January 31, 2007 | David F. Coppedge

Cells Perform Sporting Interactions

The components of living cells perform such acrobatic moving interactions, one would think they are having fun.  Here’s the news from the Wide World of Cellular Sports.

  1. Speedway:  A news release from Penn Medicine talks about how motor proteins step on the gas and the brakes in their motions around the cell.  The announcer from the booth calls the action:

    “Imagine that the daughter microtubule is a short train on the track of the mother microtubule,” explains [Phong] Tran.  “The molecular motor is the train’s engine, but the problem is that the cargo – the molecular brakes – gets longer, slowing down the daughter train.  But when the train gets to the end of the track it remains attached to the end of mother microtubule.  At the tail end, it stops moving and that defines the region of overlap.  Our work shows that the cell can make microtubule structures of defined lengths stable by coordinating the sliding of the motors and the slowing of the brakes.

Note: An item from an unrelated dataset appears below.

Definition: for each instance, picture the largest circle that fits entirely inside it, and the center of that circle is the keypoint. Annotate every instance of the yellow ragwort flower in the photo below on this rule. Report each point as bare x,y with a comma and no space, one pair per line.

    The press release contains videos of the speedway in action.

  2. Square Dance:  Chromosomes line up in their territories like square dancers on cue, explained an article in Nature (1/25).1  They even use their arms: “In addition, the structure of the DNA within chromosome territories is nonrandom, as the chromosome arms are mostly kept apart from each other and gene-rich chromosome regions are separated from gene-poor regions.  This arrangement probably contributes to the structural organization of the chromosome, and might also help in regulating particular sets of genes in a coordinated manner.”
        “Remarkably,” even the territories themselves “arranged in particular patterns within the nucleus,” the article explains.  Here’s part of the choreography inside the dance hall (i.e., the nucleus):

    In lower eukaryotes such as plants and flies chromosomes tend to be polarized, with the ends of the arms (telomeres) on one side of the cell nucleus and the point at which the two arms meet (the centromere) on the opposite side.  In mammalian cells, however, chromosome arrangement is more complex.  Even so, each chromosome can be assigned a preferential position relative to the nuclear centre, with particular chromosomes tending to be at the nuclear interior and others at the edge (Fig.  2a).  This preferential radial arrangement also, of course, gives rise to preferred clusters of neighbouring chromosomes.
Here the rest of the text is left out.